Harry Potter è preoccupato. La sua cicatrice a forma di saetta comincia a fargli male in concomitanza di un sogno ricorrente nel quale vede Lord Voldemort, il suo fido Codaliscia e il serpente Nagini organizzare un piano per ucciderlo. La sua preoccupazione aumenta quando Harry, Ron e Hermione durante la partita della Coppa del Mondo di Quidditch comprendono quanto reale sia la minaccia di Voldemort: nel cielo vedono brillare il marchio nero – un teschio verde con una lingua a forma di serpente – simbolo del Signore Oscuro.
Per la prima volta si trovano a combattere i Mangiamorte, gli uomini più fedeli a Voldemort e simbolo del suo effettivo ritorno.

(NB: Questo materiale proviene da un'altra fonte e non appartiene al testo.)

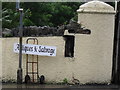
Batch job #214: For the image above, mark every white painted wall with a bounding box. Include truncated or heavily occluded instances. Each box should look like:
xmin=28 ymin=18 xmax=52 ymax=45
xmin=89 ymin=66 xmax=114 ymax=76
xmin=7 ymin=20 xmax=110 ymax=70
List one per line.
xmin=0 ymin=0 xmax=114 ymax=84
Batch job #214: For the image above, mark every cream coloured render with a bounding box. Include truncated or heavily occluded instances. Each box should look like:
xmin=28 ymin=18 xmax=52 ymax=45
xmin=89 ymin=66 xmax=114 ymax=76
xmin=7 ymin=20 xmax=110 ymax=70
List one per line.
xmin=0 ymin=1 xmax=115 ymax=84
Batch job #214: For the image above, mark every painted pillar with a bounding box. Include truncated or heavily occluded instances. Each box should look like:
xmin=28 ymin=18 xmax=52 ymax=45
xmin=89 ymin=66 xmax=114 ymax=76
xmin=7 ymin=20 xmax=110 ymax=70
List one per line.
xmin=75 ymin=1 xmax=116 ymax=82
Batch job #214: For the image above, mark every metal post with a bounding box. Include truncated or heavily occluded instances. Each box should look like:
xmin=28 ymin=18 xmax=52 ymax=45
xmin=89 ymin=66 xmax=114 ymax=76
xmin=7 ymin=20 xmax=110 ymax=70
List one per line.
xmin=17 ymin=5 xmax=23 ymax=84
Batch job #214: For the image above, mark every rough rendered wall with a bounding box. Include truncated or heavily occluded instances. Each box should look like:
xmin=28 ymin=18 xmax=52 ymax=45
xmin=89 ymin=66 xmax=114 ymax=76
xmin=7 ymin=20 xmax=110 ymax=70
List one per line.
xmin=0 ymin=1 xmax=114 ymax=84
xmin=2 ymin=35 xmax=112 ymax=83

Superata la parentesi della partita di Quiddich, finalmente inizia l’anno scolastico e subito c’è un’importante novità: il preside Silente annuncia che al posto del consueto torneo di Quiddich si terrà invece il Torneo dei tre maghi, una gara pericolosissima ma strabiliante che vede coinvolte le tre più grandi scuole del mondo magico (Hogwards, Durmstrang e Beauxbaton). Un calice di fuoco selezionerà un partecipante per ogni scuola, ma solo chi ha più di 17 anni è autorizzato a inserire il proprio nome nella coppa. Solo che invece di tre maghi ne parteciperanno quattro. E chi potrà mai essere il fortunato quarto mago?

Questo quarto romanzo mette in evidenza la crescita di tutti i personaggi. Ormai non sono più dei ragazzini meravigliati di aver scoperto di essere maghi e maghe, di poter studiare in una scuola di magia, adesso hanno ben chiaro cosa sia davvero la magia e quali conseguenze possa avere se usata male.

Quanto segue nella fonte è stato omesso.